Reclaiming silver Chelimo, an Army water treatment specialist, was born in Iten, Kenya. He discovered his talent for running when he was young, he said, and his brothers could never catch him during games of “tag.”
“They would run after me, but they’d never catch me,” the 26-year-old said. “They used to say, ‘There’s something extraordinary here, you know?’ ”
He came to the United States in 2010 and enlisted in the Army in 2014.
In Rio, his first Olympics, Chelimo finished the men’s 5000-meter run with a personal best time of 13.03.90, six microseconds behind first-place finisher Mo Farah of Britain.

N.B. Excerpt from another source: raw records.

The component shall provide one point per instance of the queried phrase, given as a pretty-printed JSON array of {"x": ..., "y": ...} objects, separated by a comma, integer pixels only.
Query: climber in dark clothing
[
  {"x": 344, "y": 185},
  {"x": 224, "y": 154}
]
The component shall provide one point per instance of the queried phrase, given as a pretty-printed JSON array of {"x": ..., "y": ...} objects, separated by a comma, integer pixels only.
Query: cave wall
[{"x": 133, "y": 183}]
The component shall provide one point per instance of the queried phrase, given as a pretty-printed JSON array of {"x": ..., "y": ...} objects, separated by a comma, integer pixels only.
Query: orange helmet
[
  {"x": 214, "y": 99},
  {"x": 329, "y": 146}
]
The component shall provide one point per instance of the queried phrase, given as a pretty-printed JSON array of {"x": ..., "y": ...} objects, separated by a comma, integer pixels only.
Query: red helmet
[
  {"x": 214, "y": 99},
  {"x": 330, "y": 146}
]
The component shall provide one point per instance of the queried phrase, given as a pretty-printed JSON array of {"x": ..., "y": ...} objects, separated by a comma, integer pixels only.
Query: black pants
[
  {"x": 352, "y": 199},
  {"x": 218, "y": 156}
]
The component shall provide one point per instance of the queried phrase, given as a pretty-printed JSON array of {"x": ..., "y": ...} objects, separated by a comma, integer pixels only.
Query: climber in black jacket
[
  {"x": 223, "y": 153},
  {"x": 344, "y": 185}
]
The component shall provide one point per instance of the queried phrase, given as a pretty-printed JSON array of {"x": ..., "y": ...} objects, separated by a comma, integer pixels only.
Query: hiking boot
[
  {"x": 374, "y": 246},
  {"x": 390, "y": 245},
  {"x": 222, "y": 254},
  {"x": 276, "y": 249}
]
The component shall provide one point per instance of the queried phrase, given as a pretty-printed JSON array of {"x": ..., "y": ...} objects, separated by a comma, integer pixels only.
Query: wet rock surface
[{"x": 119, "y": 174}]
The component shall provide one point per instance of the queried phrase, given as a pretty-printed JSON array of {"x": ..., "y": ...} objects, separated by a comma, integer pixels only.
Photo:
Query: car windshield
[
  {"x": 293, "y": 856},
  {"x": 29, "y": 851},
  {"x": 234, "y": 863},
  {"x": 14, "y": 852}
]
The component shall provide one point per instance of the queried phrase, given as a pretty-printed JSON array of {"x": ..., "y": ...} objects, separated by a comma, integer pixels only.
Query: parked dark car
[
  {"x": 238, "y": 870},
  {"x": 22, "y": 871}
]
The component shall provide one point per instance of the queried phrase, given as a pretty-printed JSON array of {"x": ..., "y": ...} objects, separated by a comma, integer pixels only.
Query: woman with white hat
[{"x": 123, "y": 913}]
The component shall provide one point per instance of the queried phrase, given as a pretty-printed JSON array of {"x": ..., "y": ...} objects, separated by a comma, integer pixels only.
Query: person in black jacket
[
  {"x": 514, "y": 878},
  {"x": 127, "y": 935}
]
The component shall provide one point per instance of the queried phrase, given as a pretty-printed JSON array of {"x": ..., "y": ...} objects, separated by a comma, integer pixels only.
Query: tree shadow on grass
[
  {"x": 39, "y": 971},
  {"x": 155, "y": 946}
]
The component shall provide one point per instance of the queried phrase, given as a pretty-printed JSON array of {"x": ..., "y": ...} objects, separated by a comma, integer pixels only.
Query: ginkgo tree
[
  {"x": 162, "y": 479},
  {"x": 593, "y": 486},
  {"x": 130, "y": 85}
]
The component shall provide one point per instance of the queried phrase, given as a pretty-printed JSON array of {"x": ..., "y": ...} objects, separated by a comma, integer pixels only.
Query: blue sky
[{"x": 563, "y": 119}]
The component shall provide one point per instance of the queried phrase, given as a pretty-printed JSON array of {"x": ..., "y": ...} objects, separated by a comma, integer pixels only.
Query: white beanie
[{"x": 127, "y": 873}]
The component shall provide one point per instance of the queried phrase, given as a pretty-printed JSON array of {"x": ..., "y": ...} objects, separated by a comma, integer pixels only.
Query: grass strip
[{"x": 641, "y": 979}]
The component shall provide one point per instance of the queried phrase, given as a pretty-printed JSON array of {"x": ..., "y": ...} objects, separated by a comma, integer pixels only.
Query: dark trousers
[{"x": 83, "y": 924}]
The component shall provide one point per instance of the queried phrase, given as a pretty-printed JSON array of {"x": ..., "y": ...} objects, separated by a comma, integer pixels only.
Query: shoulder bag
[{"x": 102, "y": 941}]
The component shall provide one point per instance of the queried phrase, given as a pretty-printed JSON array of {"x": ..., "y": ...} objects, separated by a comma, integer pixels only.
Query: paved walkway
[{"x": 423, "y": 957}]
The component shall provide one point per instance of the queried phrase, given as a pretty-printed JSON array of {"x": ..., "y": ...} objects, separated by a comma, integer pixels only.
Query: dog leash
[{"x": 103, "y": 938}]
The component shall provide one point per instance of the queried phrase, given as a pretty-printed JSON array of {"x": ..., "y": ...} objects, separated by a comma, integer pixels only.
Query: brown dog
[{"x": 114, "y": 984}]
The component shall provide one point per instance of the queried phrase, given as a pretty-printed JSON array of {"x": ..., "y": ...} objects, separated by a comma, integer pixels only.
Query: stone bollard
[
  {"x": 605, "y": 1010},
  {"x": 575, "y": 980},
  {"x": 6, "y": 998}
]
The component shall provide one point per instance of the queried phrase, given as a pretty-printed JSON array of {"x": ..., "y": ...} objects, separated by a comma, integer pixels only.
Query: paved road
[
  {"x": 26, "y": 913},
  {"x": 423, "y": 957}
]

On Tuesday, Chelimo wore the silver medal that was taken from him for about an hour after a replay showed Chelimo take a step out of bounds. With further review, judges determined the step had no effect on the race. He got the medal back.
“It was really tough for me because it had been sweat, toil and tears,” Chelimo asid. “It’s really tough when you get your time, you have your moment, and it’s snatched away from you.”
Once reinstated, the silver was the United States’ first medal in the race since 1964. Now, Chelimo is preparing to win the gold in the 2020 Tokyo Olympics.
“I still have something in me, I still have a fire in me because I didn’t get the gold,” he said.
Hopes to return Lukow and Eller said they also hope to return to the Olympics in 2020 – Lukow to the Paralympics to earn his first medal and Eller to his sixth Olympic Games.
Lukow, 30, was injured in Baghdad in January 2008 in an explosion. He simultaneously learned archery and how to walk on a right-leg prosthetic.
He improved his walking by going back and forth to retrieve arrows.
“About a month out of the hospital, an old Vietnam vet came by the rehab center and said, ‘I want to teach you archery’,” Lukow said. “I’m high on medication, so I said, ‘Why not?’ And then I got pretty good at it.”
In Rio, Lukow went out in the first round.
“I look forward to getting ready for Tokyo 2020,” he said. “Rio didn’t quite go as well as I had hoped.”
Eller, 34, won gold in the Beijing Olympics in 2008 and has earned medals in the Pan American Games and national and world championships.
“I’d really like to have another medal on the wall,” he said.
Schrimsher also has hopes of returning.
“We’re soldiers first and athletes second,” Schrimsher said of the group. “What the Army taught us – resiliency, mental toughness – it goes hand in hand with being a soldier and an athlete.”